Insgesamt ist der Bereich vielversprechend. Laut neuer Untersuchungen ist das Wachstumspotenzial bei smarten Produkten enorm. Die repräsentativen Studie „Wohnen und Leben 2018“ der Creditplus Bank belegt, dass bislang gerade mal 4 bis 9 Prozent der Deutschen tatsächlich in vernetzte Küchengeräte, Heizungen und Lichtschalter investieren. Interesse an der Technik, die automatisiert Komfort und Sicherheit bietet, bekunden aber weit mehr der Befragten.

Sicherheit wird großgeschrieben: Sensoren für Fenster und Türen gehören zum Beispiel bei den Obi-Märkten zurzeit zu den Rennern. Quelle: Handout

Wer kauft, interessiert sich vor allem für Produkte, die Überwachung und Sicherheit garantieren sollen, heißt es bei Toom. Bei Bauhaus laufen etwa Funkalarmanlagen gut. Und auch bei Hornbach wird, so Sprecher Preuß, „smarte Haussicherheit von Kunden stark nachgefragt“. Smartes Energiemanagement – etwa zur Optimierung der Heizkosten – sei ebenfalls wichtig. Dazu kämen Produkte wie automatische Gartenbewässerung oder Hausroboter und alles, das „ein Plus an Fürsorge ermögliche“ wie Hauskameras.

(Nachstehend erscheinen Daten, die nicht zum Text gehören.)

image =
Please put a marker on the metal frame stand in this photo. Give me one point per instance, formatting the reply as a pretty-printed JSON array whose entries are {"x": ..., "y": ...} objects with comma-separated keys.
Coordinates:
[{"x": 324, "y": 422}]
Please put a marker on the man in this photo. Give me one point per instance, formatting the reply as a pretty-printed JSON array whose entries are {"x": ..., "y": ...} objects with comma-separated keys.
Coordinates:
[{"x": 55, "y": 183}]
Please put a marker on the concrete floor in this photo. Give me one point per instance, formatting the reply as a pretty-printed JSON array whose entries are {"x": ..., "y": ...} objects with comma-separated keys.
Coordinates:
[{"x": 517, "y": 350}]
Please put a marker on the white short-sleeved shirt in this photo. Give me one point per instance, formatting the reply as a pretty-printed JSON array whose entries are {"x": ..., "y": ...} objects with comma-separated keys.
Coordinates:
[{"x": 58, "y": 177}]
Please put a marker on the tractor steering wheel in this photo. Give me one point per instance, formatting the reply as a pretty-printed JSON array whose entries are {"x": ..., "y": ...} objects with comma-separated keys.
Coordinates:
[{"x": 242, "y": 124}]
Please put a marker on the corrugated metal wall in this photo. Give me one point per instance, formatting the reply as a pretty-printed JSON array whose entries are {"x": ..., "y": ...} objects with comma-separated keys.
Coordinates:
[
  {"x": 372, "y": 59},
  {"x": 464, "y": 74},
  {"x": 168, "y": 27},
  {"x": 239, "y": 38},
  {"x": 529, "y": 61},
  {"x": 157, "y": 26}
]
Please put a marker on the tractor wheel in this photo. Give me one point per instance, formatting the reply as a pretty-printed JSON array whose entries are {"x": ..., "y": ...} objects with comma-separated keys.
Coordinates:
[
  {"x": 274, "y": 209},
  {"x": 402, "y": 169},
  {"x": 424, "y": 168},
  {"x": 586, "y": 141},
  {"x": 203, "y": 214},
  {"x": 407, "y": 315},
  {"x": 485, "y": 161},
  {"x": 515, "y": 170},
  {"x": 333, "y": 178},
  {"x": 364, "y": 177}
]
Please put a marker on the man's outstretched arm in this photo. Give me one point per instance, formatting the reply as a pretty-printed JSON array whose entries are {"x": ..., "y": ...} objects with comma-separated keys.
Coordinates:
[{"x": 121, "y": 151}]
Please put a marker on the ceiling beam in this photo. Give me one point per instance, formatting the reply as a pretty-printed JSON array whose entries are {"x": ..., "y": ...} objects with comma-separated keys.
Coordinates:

Intensive Schulungen zum smarten Sortiment

Vor fünf Jahren seien zahlreiche Produkte noch in einer „Special-Interest-Nische“ gewesen (Preuß), heute seien sie massentauglich und würden von breiten Kundengruppen nachgefragt. Die Käufer, so der Unternehmenssprecher, hätten allerdings gerade in diesem Bereich ein großes Informationsbedürfnis.

Das dient auch der Sicherheit und wird viel nachgefragt: Smarte Türklingel von Ring – mit Information per App, wenn jemand vor der Haustür steht. Quelle: Handout

Rund der Hälfte der Deutschen, so eine Untersuchung der Einkaufsgenossenschaft Euronics, sind im Smart-Home-Sektor Beratung und der Service bei defekten Geräten wichtig. Gekauft wird dementsprechend nicht nur online. Kein Wunder also, dass zum Beispiel Hornbach die Mitarbeiter zum smarten Sortiment intensiv schult. Und nahezu alle großen Märkte sind auf ihren Websites sichtlich bemüht, auch weniger digitalaffinen Kunden Produkte und Anwendung zu erklären. Da geht es auch um Grundlegendes – etwa „Was ist ein Gateway?“ und „Kann ich von überall auf mein Smart Home zugreifen?“

Viele Systeme sind untereinander nicht kompatibel

Digitalaffinen Menschen mag das vorsintflutlich erscheinen, doch vielen (potenziellen) Kunden, älteren zumal, kommt das entgegen. Gerade auch, weil sich zahlreiche Interessenten von den Angeboten verschiedenster Hersteller überfordert fühlen können. Es sei eine große Herausforderung, „dass es bisher keinen einheitlichen Standard gibt, sondern jeder Hersteller sein eigenes System anbietet und diese nicht untereinander kompatibel sind“, sagt Melanie Goeres von Toom: „Für Kunden ist das oftmals schwer nachzuvollziehen und wird daher noch nicht vollständig akzeptiert.“

Bewässerungscomputer, die etwa Bodenfeuchtigkeit und Lichtintensität messen und diese Daten weiterleiten, verkaufen sich im Moment sehr gut. Quelle: Handout

Hornbach bringt jetzt ein eigenes System auf den Markt, mit dem eine Vielzahl der Produkte integriert und mit einer zentralen App gesteuert wird. Das Gateway (79,99 Euro) wird über eine App für iOS und Android gesteuert, die man kostenlos im App oder im Play Store herunterladen kann. Zudem schnürt das Unternehmen Pakete: Man kann smarte Produkte kaufen und gleich einen Installationsservice dazubuchen.